WD-MCF is a disease described as a combination of lymphoproliferation and degenerative lesions thought to be due to autoimmune tissue damage. Although varying in severity and localization among susceptible hosts, gross lesions are mainly characterized by severe lymph node enlargement, as well as epithelial necrosis and erosions (Plowright, 1990). Histopathologically, three essential lesions have been described: (i) the destruction of small lymphocytes in lymphopoietic tissues, (ii) infiltration of large proliferating lymphoblastoid cells in many organs, primarily in perivascular locations, and (iii) mural angiitis of arteries and veins (Plowright, 1990). The lymphoid cells present in lesions have been described as T lymphocytes (Burrells & Reid, 1991; Ellis et al., 1992; Nakajima et al., 1992, 1994; Wilkinson et al., 1992).
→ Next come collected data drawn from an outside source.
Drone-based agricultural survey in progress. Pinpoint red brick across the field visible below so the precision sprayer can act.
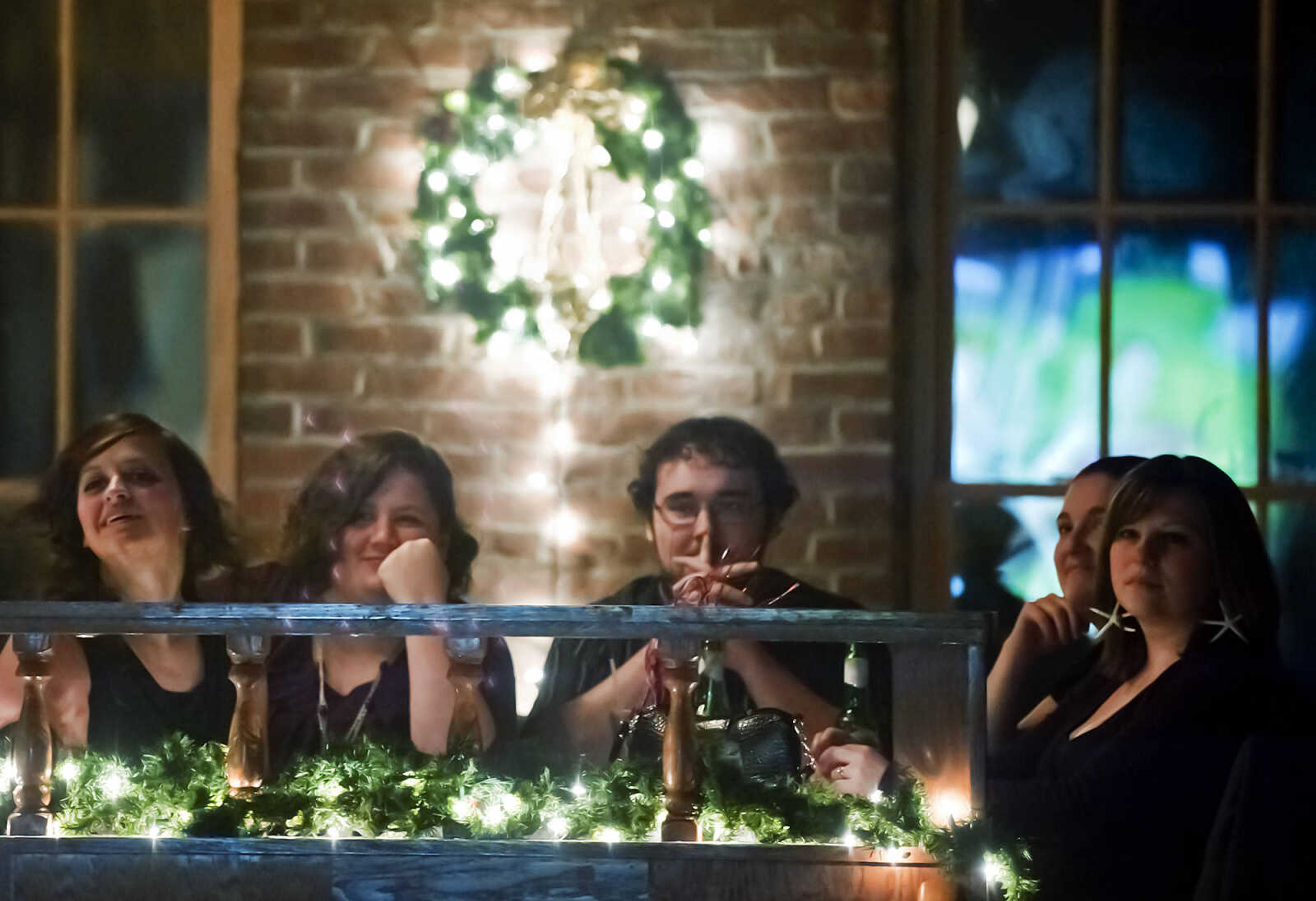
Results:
[242,113,359,150]
[840,159,895,195]
[242,33,365,69]
[238,401,292,437]
[242,70,292,113]
[315,322,443,356]
[238,441,334,481]
[301,403,425,437]
[772,34,879,70]
[240,359,358,395]
[774,288,832,325]
[818,322,891,360]
[639,34,766,72]
[238,155,292,195]
[836,409,891,445]
[703,75,828,113]
[841,287,891,321]
[242,0,304,34]
[783,451,891,491]
[320,0,434,28]
[763,406,832,447]
[307,238,384,275]
[813,530,890,566]
[242,282,357,316]
[630,370,758,406]
[301,154,420,197]
[713,0,830,32]
[829,75,891,116]
[242,197,353,229]
[301,74,433,114]
[832,491,891,529]
[771,117,891,157]
[837,200,891,234]
[772,201,836,238]
[241,238,297,275]
[778,370,890,404]
[366,284,429,316]
[423,409,547,444]
[241,318,303,355]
Large granular lymphocytes (LGLs) isolated from MCF-induced lesions can be cultivated in vitro without IL-2. These infected LGLs harbour an activated T-cell phenotype and reproduce MCF when injected into naïve animals (Swa et al., 2001). Experimentally, WD-MCF can be induced in rabbits (Buxton & Reid, 1980). The lesions observed are very similar to those described above.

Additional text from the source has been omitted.